Given a validator that makes sure an int input is even, and returns said int input as output - evenValidator, you can easily use it in the applicative validation of a (Int, Int) using lmap-

(,) <$> lmap fst evenValidator <*> lmap snd evenValidator

Contravariant input, mixed with covariant output - is the bread and butter of Valida! It allows for elegant encoding of well composable validators using only 2 simple concepts.

There's one more core idea that Valida uses though - fixV. fixV "fixes" a validator's output, to be the same as its input. fmap lets you map over the output, lmap lets you contramap over the input, fixV allows fmap to now map over the input value, on the output position. fixV also allows you to regain the input value in the output position if a validator has been fmaped on.

Comparison and Motivation

The concept of the Validation data type used in this package isn't new. It's also used in the following packages-

Valida aims to be a minimal in terms of dependencies, but batteries included in terms of API. It borrows many philosophies from Data.Validation (from validation) and Validation (from validation-selective), and aims to provide a convenient, minimal way to model the common usecases of them.

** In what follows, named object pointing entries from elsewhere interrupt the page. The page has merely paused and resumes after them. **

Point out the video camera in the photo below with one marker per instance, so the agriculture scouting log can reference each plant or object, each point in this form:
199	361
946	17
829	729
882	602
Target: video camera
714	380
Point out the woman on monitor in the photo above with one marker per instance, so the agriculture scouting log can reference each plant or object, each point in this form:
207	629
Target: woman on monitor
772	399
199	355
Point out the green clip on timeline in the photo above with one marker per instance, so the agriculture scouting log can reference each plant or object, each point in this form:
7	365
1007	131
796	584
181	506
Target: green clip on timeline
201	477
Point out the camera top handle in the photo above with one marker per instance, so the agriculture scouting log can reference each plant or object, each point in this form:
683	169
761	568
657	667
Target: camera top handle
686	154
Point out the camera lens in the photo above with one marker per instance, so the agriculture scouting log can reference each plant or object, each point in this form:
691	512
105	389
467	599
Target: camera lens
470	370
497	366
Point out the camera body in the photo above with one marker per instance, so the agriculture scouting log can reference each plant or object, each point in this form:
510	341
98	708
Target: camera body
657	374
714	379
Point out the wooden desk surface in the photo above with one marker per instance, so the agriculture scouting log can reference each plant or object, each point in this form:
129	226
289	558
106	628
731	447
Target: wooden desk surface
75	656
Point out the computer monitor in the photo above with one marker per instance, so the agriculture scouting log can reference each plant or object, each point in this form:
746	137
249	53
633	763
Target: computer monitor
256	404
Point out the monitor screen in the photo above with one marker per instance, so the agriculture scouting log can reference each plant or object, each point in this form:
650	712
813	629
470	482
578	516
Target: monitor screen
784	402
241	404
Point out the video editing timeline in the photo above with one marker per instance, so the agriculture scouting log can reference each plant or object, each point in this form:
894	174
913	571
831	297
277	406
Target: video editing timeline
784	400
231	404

The verify function, combined with the built in Validator combinators, and the parsec-esque Validator aims to assist in easily modeling typical validation usecases without too much boilerplate, using applicative composition and contravariant input.

In essence, the validation style itself, is designed to look like forma. Though the actual types, and core concepts are significantly different.